• In December 2021, Chris Wray of Opinionated Gamers wrote about "Trick-taking in 2021: Reflections on the Past, Present, and Future of My Favorite Mechanic", with the title and hook for the article being inspired by Taiki Shinzawa's trick-taking game Ghosts of Christmas. In that title, you play cards to three tricks at a time, but the tricks are resolved only once all the cards have been played, so you won't know who's leading the trick farthest in the future — and therefore which suit is being led — until the previous trick is resolved.
Wray started The Trick-Taking Guild here on BGG in 2018, with members voting on an annual "Golden Trickster" award, and to carry out his predictions of designers doing tiny print-runs similar to what happens at Game Market in Japan, Wray has made his trick-taking word game LetterTricks available on The Game Crafter. Wray also has an area-majority, trick-taking game coming called February in which players attempt to win tricks to schedule events on a calendar.
• Speaking of Taiki Shinzawa, in December 2021 Hilko Drude detailed a few games from this designer in an article (in German) titled "Taiki Shinzawa – der Meister der Stichspiele" (The Master of Trick-Taking). Shinzawa's specialty seems to be putting a wild twist on trick-taking, such as in 2014's Dois in which numbers and suits are on separate cards, with you playing only one card on a turn, thereby leaving the other half of your "card" untouched, and 2019's Zimbabweee Trick, in which your cards stack from one trick to another, giving you larger and larger numbers to compare when determining who wins a trick.
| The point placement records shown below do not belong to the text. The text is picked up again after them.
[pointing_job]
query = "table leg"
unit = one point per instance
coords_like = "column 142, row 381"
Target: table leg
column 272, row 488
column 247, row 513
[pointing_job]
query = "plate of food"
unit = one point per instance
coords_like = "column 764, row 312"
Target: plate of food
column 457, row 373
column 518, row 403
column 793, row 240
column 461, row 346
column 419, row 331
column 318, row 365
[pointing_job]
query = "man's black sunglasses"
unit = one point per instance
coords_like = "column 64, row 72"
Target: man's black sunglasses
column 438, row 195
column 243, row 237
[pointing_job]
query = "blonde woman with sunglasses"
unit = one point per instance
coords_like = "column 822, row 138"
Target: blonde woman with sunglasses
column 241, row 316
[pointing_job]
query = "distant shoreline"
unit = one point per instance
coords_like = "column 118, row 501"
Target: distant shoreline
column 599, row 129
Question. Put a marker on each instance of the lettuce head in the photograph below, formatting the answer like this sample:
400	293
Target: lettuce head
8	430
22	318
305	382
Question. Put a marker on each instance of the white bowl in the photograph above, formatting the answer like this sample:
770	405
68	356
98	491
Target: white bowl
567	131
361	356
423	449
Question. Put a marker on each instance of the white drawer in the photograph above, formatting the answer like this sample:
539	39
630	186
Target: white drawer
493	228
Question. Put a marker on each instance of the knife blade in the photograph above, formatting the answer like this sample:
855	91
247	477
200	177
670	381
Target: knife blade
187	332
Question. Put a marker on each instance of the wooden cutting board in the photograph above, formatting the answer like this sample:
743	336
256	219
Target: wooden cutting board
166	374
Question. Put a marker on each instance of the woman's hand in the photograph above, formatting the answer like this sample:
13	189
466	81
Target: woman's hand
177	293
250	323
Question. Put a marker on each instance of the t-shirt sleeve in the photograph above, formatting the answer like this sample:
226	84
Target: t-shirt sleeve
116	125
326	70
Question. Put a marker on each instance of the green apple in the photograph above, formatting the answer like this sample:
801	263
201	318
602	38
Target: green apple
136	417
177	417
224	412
• If you are a board game publisher or are thinking about publishing a design of your own, you might want to check out BoardGameManufacturers.info, a site run by Nations co-designer Rustan Håkansson that invites people to submit comments based on their interaction with manufacturers such as Whatz Games, Panda Game Manufacturing, and LongPack Games, the company with the most positive comments as of this writing.
Håkansson verifies the authenticity of the person submitting the comment, but comments are posted without attribution, other than a simple description of the project, e.g., "2020: 20 000 printed".
• Jon Cox — no, not the one from JonGetsGames — is a clinical psychologist at Brigham Young University (BYU), and he designed the two-player card game Cosmic Battle Training CBT Card Game as a therapy support tool for youth. The cards depict offensive and defensive moves to help a player win the game, and at the bottom of each card is a therapeutic principle from cognitive-behavioral therapy (CBT) that the card represents.
Here's an excerpt from a BYU profile:
"The idea is that this game can help youth learn concepts to help them deal with their emotions and their thoughts better," said Cox, who works in BYU's Counseling and Psychological Services. "Ultimately, the game is meant to help improve coping skills and self-resilience in children and teens."
Previous winners of the innoSPIEL award include Root in 2020 and Magic Maze in 2017.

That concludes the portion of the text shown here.